Следователь задумывается, легонько тарабанит пальцами по столешнице:

— Хм… Действительно… Вообще-то, впечатление он на меня произвел неплохое. Спокойный, даже не подумаешь, что мог в петлю сунуться. Хотя… Другой-то проорется, проматерится — и все дела. А такие, как Мозжейкин, копят в себе, накручивают, нагнетают… и молчат. Потом наступает предел и…

— За доведение до самоубийства привлекать думаешь?

Добровольский отвечает с горькой усмешкой:

— Кого?..

— Всех троих, — хмурится Кромов.

Вздохнув, следователь вытягивает ящик стола, подает ему Уголовный кодекс, а сам заунывным голосом цитирует по памяти:

— Доведение лица, находившегося в материальной или иной зависимости от виновного, до самоубийства или покушения на него путем жестокого обращения с потерпевшим или систематического унижения его личного достоинства… Так сказать, диспозиция статьи сто седьмой не позволяет.

— Хочешь сказать, унижение есть, а зависимость отсутствует? — раскрыв кодекс на нужной странице, медленно выговаривает Кромов.

— Именно!.. Впрочем, над этим я голову не особенно ломал. Как представил, что Мозжейкину на вопросы суда принародно отвечать придется, так и перестал ломать…

Взгляд Кромова теплеет:

— Не боишься, что суд вернет дело на дослед? Ведь прокурор за это не погладит.

— Боюсь, не боюсь — моя забота, — усмехается Добровольский. — Но чтобы вернуть дело на доследование, нужны веские основания. В нашем же случае, по точному смыслу статьи, привлекать некого! А аналогия, сам знаешь, в уголовном праве не допускается… Да и Мозжейкин, думаю, не будет настаивать.

— Это уж точно, — соглашается Кромов.

Лежал Мозжейкин в шестиместной палате. Очевидно, врачи побоялись поместить его в одноместную, или просто она была занята очередным чиновным больным.

Палата была веселая. Кромов понял это еще в коридоре. Жизнерадостный гогот, рвущийся из открытых дверей, даже слегка озадачивал.

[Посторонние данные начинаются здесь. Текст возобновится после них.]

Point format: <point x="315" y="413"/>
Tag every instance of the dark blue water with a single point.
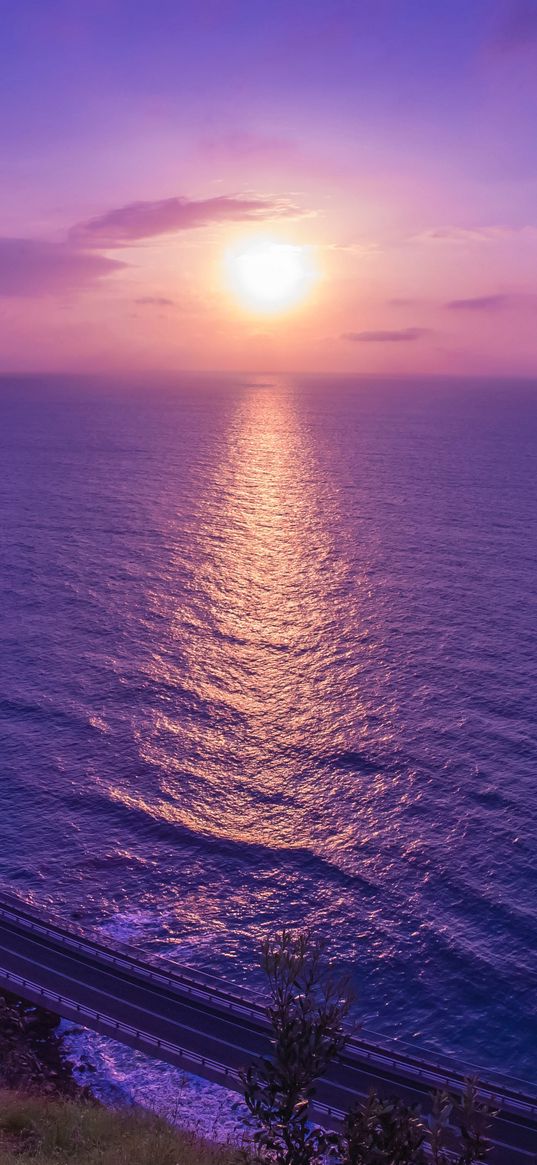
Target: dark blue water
<point x="268" y="655"/>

Причина смеха стала ясна оперативнику чуть позже — палата резалась в «подкидного».

Поначалу на Кромова никто не обратил внимания, но когда он направился к койке Мозжейкина, шум сразу стих, куда-то исчезли карты, а больные, с интересом глазея на посетителя, разбрелись по своим местам.

Кровать Мозжейкина стояла в темном углу. Он лежал и смотрел прямо в потолок.

— Здравствуйте, — стараясь говорить как можно тише, сказал Кромов, и представился.

Даже не взглянув на него, Мозжейкин отвернулся к стене. Кромов посмотрел на больных, кивком попросил оставить его наедине с Мозжейкиным.

— Васька, — обращаясь к веснушчатому парню, произнес мужчина в красном спортивном костюме. — Айда, покурим.

Тот понимающе заспешил к выходу. Остальные потянулись следом, на ходу придумывая, неуклюжие благовидные предлоги. Когда дверь закрылась за последним, Кромов мягко проговорил:

— Андрей Борисович, у меня просьба к вам…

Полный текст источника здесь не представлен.